1. INTRODUCTION
How can a soft-bodied organism escape decomposition and turn into a fossil? This question is crucial for understanding the patterns in the fossil record, such as the fast growth of the observed diversity of metazoans during the Cambrian including soft bodied organisms found in Lagerstätten. Many hypotheses have been suggested to explain the fossilization of soft-bodied organisms (SBO), as well as different modes of their preservation, by various abiotic and biotic factors. Abiotic factors that presumably enhance SBO preservation include low oxygenation (Allison, 1988; McCoy et al., 2015a, b; Naimark et al., 2016a, b), low or high acidity induced by decay (Berner, 1968; Allison, 1988; Briggs, Kear, 1997; Sagemann et al., 1999; Wilson, Butterfield, 2014; Naimark et al., 2016b), deposition of iron (Petrovich, 2001; Schiffbauer et al., 2014), phosphorus (Raff et al., 2008), calcium (Butterfield, 2003), silicon (Strang et al., 2016), or ”tanning” by aluminium (Wilson, Butterfield, 2014; Naimark et al., 2016a, b, 2018a). Biotic factors include the lack of bioturbation and detritus consumers (Garson et al., 2011; but see: Pratt, Kimmig, 2019), the slow proliferation of sulfate reducers due to the depletion of sulfur and iron caused by early surface cementation (Hammarlund et al., 2011; Gaines et al., 2012; McCoy et al., 2015b), inhibition of bacterial growth and absorption of bacterial lytic enzymes by some clays (Butterfield, 1995; Kompantseva et al., 2011; McMahon et al., 2016), or otherwise, increased activity of cyanobacteria (or other bacteria) producing a mineral “death mask” (Gehling, 1999; Martin et al., 2004; Darroch et al., 2012; Raff et al., 2013). Such a wide variety of hypotheses reflects the fact that SBO can be fossilized in many different paleoenvironments, and many environmental factors can possibly affect the fossilization potential of SBO.
We asked (1) if there are some core processes among this wide variety that underpin the preservation of SBO, and (2) whether these processes differ between uni- and multicellular organisms. The latter question stems from the extreme rarity of soft-bodied unicellular eukaryotic fossils, whereas the Ediacaran and Phanerozoic fossil record of multicellular SBO is much more rich and diverse.

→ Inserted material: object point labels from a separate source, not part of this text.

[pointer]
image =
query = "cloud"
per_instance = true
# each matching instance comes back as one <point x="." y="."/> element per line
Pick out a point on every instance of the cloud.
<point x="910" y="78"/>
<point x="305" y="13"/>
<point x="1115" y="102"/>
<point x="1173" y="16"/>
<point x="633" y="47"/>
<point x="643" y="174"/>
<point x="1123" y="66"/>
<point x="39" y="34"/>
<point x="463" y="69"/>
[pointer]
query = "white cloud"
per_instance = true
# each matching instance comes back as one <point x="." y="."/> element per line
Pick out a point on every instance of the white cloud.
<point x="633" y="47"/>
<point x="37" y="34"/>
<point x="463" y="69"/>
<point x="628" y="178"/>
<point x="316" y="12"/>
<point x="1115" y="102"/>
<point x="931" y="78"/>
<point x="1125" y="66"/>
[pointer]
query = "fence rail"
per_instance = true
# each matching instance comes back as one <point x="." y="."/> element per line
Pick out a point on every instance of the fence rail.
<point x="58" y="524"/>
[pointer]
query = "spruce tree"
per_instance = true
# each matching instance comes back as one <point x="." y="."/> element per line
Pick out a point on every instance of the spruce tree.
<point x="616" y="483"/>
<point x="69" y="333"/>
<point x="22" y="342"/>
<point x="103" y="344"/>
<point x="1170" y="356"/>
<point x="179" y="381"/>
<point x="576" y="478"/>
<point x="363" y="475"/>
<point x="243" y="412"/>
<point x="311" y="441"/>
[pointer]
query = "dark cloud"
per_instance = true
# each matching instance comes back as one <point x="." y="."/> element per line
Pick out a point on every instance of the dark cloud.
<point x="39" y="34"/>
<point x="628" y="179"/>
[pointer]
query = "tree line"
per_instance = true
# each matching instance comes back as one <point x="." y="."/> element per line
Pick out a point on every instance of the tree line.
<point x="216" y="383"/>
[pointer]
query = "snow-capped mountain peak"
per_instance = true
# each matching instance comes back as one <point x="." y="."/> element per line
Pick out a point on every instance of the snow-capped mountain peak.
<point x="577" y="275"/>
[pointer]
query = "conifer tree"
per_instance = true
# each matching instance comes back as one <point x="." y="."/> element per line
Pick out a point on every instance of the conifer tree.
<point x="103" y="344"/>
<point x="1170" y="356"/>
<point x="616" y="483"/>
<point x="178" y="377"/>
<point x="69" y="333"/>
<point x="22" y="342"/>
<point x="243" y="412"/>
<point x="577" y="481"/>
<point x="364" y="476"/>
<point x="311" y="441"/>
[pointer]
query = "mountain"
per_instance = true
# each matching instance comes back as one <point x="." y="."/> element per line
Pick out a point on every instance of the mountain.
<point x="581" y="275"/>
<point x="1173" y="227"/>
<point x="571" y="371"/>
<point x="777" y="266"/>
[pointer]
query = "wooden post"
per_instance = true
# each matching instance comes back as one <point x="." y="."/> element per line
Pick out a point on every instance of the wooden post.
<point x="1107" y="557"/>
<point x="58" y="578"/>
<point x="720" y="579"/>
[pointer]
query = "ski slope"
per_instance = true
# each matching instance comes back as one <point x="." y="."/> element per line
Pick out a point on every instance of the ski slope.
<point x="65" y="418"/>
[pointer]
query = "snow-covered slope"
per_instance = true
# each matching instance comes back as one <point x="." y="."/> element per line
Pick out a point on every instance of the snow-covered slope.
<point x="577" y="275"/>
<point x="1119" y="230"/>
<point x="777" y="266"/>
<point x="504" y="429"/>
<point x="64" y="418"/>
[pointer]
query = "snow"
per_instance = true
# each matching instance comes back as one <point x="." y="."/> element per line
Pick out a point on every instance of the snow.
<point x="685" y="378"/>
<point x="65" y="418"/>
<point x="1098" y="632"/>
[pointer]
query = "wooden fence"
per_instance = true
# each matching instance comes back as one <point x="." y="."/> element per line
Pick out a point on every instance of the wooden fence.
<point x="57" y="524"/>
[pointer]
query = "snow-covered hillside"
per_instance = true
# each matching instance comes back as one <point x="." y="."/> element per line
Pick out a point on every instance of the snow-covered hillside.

In order to identify core chemical pathways in SBO fossilization, we conducted a line of long term taphonomic experiments (1,5 – 5 years: the longest of this type) with the model multicellular organismArtemia salina buried in different sediments. Some results were published previously (Naimark et al., 2016a, b, 2018a, b, c). They are combined with the new ones presented here (Table 1). The results reveal coordinated changes in pH and mineral composition of the sediments, as well as in the elemental and chemical composition of the carcasses. These changes appear to be different facets of the complex preservational process in sediment. Overall, the results imply that the early deposition of aluminium and/or silica ions on decaying tissues significantly enhances SBO preservation.
Based on these results, we asked if the early deposition of aluminium proceeds differently on the surface of uni- and multicellular organisms. We used the flagellate Euglena gracilis and the spongeSpongilla lacustris as model systems in these experiments. We also experimented with the unicellular and multicellular stages of the colonial amoebae Dictyostelium discoideum . In all cases we found enhanced deposition of aluminium ions in multicellular organisms/stages compared to unicellular ones. It is noteworthy that the transition from unicellular to multicellular stage in D. discoideum is accompanied by the appearance of “intercellular glue”, that is, by the expression of cell adhesion molecules (CAMs). The results led us to speculate that the emergence of CAMs at the early stages of the evolution of multicellularity might explain why the fossil records of unicellular and multicellular soft-bodied organisms are so dramatically different in richness.